Chapelle privée du pape, la messe y est souvent célébrée. Par ailleurs, c'est là que se réunissent les cardinaux en conclave après la mort du souverain pontife. Ils s'enferment à l'intérieur et ne son autorisés à en sortir qu'une fois le nouveau pape élu. Une fumée blanche s'échappe alors d'une cheminée, et les cardinaux peuvent quitter la chapelle.

Évoquons, pour finir, une terrible injustice : à moins d'être souffrant, chaque cardinal ne peut compter que sur un seul serviteur à l'intérieur de la chapelle. La vie est parfois cruelle !

Construite en 326, l'ancienne basilique Saint-Pierre, alors bien différente de l'édifice actuel, avait la forme d'une croix latine. L'entrée était précédée d'un atrium, baptisé le jardin du Paradis, qui traversaient les fidèles pour se diriger vers les portes principales.

Se démarquant des temples païens somptueusement décorés, la façade de Saint-Pierre était d'une grande sobriété. Fort heureusement, les catholiques décidèrent d'y remédier au moment de se lancer dans la construction du nouveau Saint-Pierre. Bien sûr, ceci eut pour inconvénient majeur de favoriser la corruption au sein de l'Église, mais après tout, même la beauté a un prix.

La basilique fut construite sur les fondations de l'ancien cirque de Néron. On oublie le pop-corn et les barbes à papa, je précise tout de suite qu'il ne s'agissait pas d'un cirque au sens actuel du terme : la crucifixion des chrétiens par les Romains était en fait la seule attraction. Saint-Pierre, comme tant d'autres, aurait péri à cet endroit. Ainsi, la basilique aurait été érigée là où eut lieu le martyre des premiers chrétiens de Rome, comme si l'empereur Constantin avait voulu réécrire l'histoire. Après tout, si le cirque n'existe plus, c'est qu'il ne s'est jamais rien passé, n'est-ce pas ?

Érigé entre 135 et 139 pour y déposer les cendres de l’empereur romain Hadrien, l’édifice qui deviendra plus tard le château Saint-Ange est légèrement plus imposant que le mausolée d’Auguste. Ce n’est pas un hasard, et la raison est encore et toujours la même : déjà à cette époque, c’est la taille qui compte !

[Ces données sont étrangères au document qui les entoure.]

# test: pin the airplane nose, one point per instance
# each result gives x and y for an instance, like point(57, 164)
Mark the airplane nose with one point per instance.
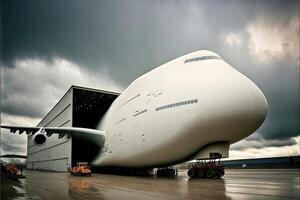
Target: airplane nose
point(241, 116)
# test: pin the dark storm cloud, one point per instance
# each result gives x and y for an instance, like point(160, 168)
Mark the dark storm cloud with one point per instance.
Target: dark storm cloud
point(11, 145)
point(134, 35)
point(128, 38)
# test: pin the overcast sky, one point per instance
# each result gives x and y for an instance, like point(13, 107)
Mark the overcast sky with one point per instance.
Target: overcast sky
point(46, 46)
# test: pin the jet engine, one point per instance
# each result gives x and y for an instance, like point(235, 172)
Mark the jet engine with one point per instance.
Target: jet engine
point(39, 139)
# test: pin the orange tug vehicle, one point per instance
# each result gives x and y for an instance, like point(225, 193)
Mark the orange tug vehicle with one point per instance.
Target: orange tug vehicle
point(82, 169)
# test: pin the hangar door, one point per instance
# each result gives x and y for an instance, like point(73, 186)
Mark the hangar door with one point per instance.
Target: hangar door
point(89, 106)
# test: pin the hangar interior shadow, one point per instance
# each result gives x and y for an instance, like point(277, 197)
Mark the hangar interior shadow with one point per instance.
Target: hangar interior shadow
point(88, 109)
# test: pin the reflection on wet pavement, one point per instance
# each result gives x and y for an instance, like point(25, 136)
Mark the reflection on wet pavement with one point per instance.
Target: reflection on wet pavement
point(236, 184)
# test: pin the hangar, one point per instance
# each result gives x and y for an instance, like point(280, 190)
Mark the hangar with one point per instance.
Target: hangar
point(79, 107)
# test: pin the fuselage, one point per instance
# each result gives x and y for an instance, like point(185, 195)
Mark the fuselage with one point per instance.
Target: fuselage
point(170, 113)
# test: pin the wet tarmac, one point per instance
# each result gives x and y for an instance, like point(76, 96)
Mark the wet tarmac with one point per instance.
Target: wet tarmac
point(236, 184)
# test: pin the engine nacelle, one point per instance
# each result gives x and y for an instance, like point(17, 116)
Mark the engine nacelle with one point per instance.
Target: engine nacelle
point(39, 139)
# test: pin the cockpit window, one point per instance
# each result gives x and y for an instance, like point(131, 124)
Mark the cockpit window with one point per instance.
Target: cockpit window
point(201, 58)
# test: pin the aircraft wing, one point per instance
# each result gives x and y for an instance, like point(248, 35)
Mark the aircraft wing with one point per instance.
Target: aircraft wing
point(90, 135)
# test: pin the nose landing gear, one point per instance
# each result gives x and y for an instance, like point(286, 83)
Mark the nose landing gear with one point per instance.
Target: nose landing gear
point(206, 169)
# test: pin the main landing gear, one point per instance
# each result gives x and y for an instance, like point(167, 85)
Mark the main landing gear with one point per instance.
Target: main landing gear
point(166, 172)
point(206, 169)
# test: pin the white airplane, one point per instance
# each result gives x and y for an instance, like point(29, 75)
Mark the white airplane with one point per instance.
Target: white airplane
point(192, 107)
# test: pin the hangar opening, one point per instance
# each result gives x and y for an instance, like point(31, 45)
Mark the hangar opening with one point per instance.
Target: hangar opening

Fortifié en 401, le mausolée fut alors converti en bâtiment militaire mais en 410, il fut mis à sac par les Wisigoths, qui dispersèrent les cendres d’Hadrien un peu partout. Tout ce qui n’avait pas été pillé fut recyclé, c’est-à-dire accaparé par le Vatican.

Au XIVe siècle, le mausolée fut transformé en château pour accueillir le souverain pontife, et relié à Saint-Pierre par un passage couvert appelé Passeto di Borgo. Parfait reflet de l’esprit sadique des papes de la Renaissance, Saint-Ange abritait de somptueux appartements, mai aussi une prison. Giordano Bruno, célèbre scientifique et hermétiste, y fut enfermé six années durant. Les exécutions se déroulaient dans la petite cour intérieure, pour que le pape ne manque rien du spectacle.